Graduation

I graduated college today. I always knew this day would come, I’ve been privileged enough to never doubt that I would in fact graduate, but I don’t feel prepared. I’m just not ready to let go.

It’s something entirely different to have spent the past four years encased in a tiny little bubble, with endless resources at my fingertips, with the knowledge that if I fell, someone would catch me. And during my time at Williams, this has all held true. It’s not that I didn’t struggle at all. Over these past four years, I have experienced some of the happiest moments of my life. Those true picture perfect moments you find in movies where you just can’t help but smile and feel content. But I’ve also experienced my darkest moments, some really horrifying experiences. And at points, I just didn’t know if it would make it through.

But I don’t regret any of it. Williams has given me what I needed, and in a way, I do know that it’s time to leave. It’s taught me that it’s good to struggle, to fall. Because you learn to pick yourself up. And contrary to what I said before, it taught me how to do all this independently. I’m proud of the fact that over the years, I’ve grown from being dependent on others to learning how to take care of myself. I’ve learned to spend time with myself without panicking about being alone and I’ve learned to cherish this time. Williams has profoundly changed me and helped my become a better version of myself, one that sometimes I am proud of. I still have a lot to learn and develop, but I don’t know how much more I could have done at college. I know it’s time to leave.

But there’s this bubble in my chest. I don’t know what it is. Probably a combination of fear, doubt, anxiety, and just plain terror. I finally figured out how to do it. And now it’s being taken away. Now I have to go do something new. The friends that I spent four years developing relationships with will no longer be at a moment’s reach. My actions will have consequences beyond bad grades. The things that I do will be real, and I will be entirely responsible for them.

And what if I can’t do it?
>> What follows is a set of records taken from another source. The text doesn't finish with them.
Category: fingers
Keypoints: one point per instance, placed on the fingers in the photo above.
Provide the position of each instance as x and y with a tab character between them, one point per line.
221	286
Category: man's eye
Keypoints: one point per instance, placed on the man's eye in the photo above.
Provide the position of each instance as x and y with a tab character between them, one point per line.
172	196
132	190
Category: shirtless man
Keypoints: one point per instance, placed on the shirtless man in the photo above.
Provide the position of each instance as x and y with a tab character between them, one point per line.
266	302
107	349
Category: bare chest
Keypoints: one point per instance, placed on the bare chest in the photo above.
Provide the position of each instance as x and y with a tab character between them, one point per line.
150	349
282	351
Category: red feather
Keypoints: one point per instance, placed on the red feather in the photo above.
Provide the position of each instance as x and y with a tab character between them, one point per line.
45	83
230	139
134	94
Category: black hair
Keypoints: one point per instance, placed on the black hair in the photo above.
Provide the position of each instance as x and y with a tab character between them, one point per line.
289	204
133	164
What if I enter the world and find that I’m simply not good enough. That I simply can’t do the things I always dreamed of. That my future isn’t the way I planned it to be (because I know it never is). I know that challenges lie ahead of me and that they must because success doesn’t come without struggle. But I just want it to be easy. Or what if I’ve left my best years behind me? Whatever rickety mess this was? What if I didn’t appreciate it enough? What if I could have done it better?

I guess this is just a record of the jumbled mess my brain is right now. This entire day, I’ve been trying to remind myself to look forward to challenges, to smile when they fall upon me, and to react with poise. But I also just want to cry like a mf baby. And like I need some calm adult to talk me down because I know that everyone feels this way right now, and everyone gets through it.

I hope that one day I can look back on this post and smile with the knowledge that everything turned out okay. I just needed to let it out.

I remember those days

I remember those days. When I didn’t know what pain was. Or sorrow. When my only worries were deciding what outfit to wear, or trying to pluck out my next baby tooth. How did I come this far? When did I grow up?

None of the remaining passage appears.